DaleSchool

The Power of Context

Beginner20min

Learning Objectives

  • Explain what a context window is
  • Understand the difference between /compact and /clear and use each appropriately
  • Check token usage and manage costs

Working Code

In a Claude Code session, run:

> /cost

You'll see the number of tokens used and the cost for the current session. Now have a longer conversation — read a few files, request some edits, then check /cost again:

> Describe all the files in the src/ directory
> /cost

Notice how the token usage has jumped. Let's clean up the context:

> /compact

Claude summarizes the conversation so far. Check /cost again — you'll see that input tokens decrease for the next request.

Try It Yourself

Follow this sequence in your session:

  1. Check current usage with /cost.
  2. Ask Claude to read a large file.
  3. Check /cost again — how much did the tokens increase?
  4. Run /compact.
  5. Ask a new question and check /cost — is it more efficient than before?
  6. Run /clear to completely reset the conversation.

"Why?" — Why You Need to Understand the Context Window

Every time you chat with Claude Code, it sends everything from the conversation so far. This is called the context window, and it currently supports about 200K tokens.

Problems When Context Grows Too Large

  1. Increased cost — more input tokens means higher API costs.
  2. Slower responses — more text to process means longer wait times.
  3. Lower accuracy — with too much context, important details can get lost.
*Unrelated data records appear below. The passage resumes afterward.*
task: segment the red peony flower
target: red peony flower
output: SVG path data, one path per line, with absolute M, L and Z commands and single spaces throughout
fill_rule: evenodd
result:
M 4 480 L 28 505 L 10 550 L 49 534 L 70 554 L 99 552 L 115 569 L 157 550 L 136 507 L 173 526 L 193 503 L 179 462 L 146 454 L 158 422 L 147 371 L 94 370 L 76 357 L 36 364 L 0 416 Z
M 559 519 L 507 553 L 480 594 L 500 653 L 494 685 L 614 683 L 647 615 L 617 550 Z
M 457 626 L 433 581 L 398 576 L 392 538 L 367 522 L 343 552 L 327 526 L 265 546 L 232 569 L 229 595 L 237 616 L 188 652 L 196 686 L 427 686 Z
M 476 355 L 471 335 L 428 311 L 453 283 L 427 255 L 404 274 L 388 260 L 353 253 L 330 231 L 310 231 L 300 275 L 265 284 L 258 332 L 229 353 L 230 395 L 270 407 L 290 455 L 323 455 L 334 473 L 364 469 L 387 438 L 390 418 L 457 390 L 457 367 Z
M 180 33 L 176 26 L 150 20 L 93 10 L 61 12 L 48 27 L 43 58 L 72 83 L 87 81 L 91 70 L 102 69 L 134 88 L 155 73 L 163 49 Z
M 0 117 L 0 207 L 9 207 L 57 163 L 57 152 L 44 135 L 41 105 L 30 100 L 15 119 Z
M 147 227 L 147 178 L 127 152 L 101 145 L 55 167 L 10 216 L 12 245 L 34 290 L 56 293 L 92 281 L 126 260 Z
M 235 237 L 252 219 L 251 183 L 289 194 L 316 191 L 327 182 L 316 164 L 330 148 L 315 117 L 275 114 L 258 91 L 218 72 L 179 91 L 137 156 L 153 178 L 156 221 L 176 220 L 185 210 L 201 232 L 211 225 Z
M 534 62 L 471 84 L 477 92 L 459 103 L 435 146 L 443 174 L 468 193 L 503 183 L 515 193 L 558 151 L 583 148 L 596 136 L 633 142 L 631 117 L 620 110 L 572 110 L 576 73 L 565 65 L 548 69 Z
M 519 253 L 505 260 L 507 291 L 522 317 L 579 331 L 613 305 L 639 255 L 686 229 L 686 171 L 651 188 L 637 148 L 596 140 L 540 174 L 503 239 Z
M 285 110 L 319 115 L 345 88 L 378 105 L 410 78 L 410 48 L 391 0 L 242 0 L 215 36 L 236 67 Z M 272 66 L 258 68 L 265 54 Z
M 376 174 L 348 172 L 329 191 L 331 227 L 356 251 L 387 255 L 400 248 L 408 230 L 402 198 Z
Context Management Strategies

| Command | Behavior | When to Use | | ---------- | ------------------------------------------ | ------------------------------- | | /compact | Summarizes and compresses the conversation | When the conversation gets long | | /clear | Completely deletes conversation history | When switching to a new topic | | /cost | Shows token usage | Check costs regularly | | /context | Shows context size | See how full the window is |

Rule of thumb: /compact when a task is done, /clear when starting a completely different task.

Deep Dive

What exactly is a token?

A token is the basic unit AI uses to process text. In English, roughly one word equals 1–2 tokens. In Korean, one character is about 1–3 tokens. The word "hello" is about 1 token.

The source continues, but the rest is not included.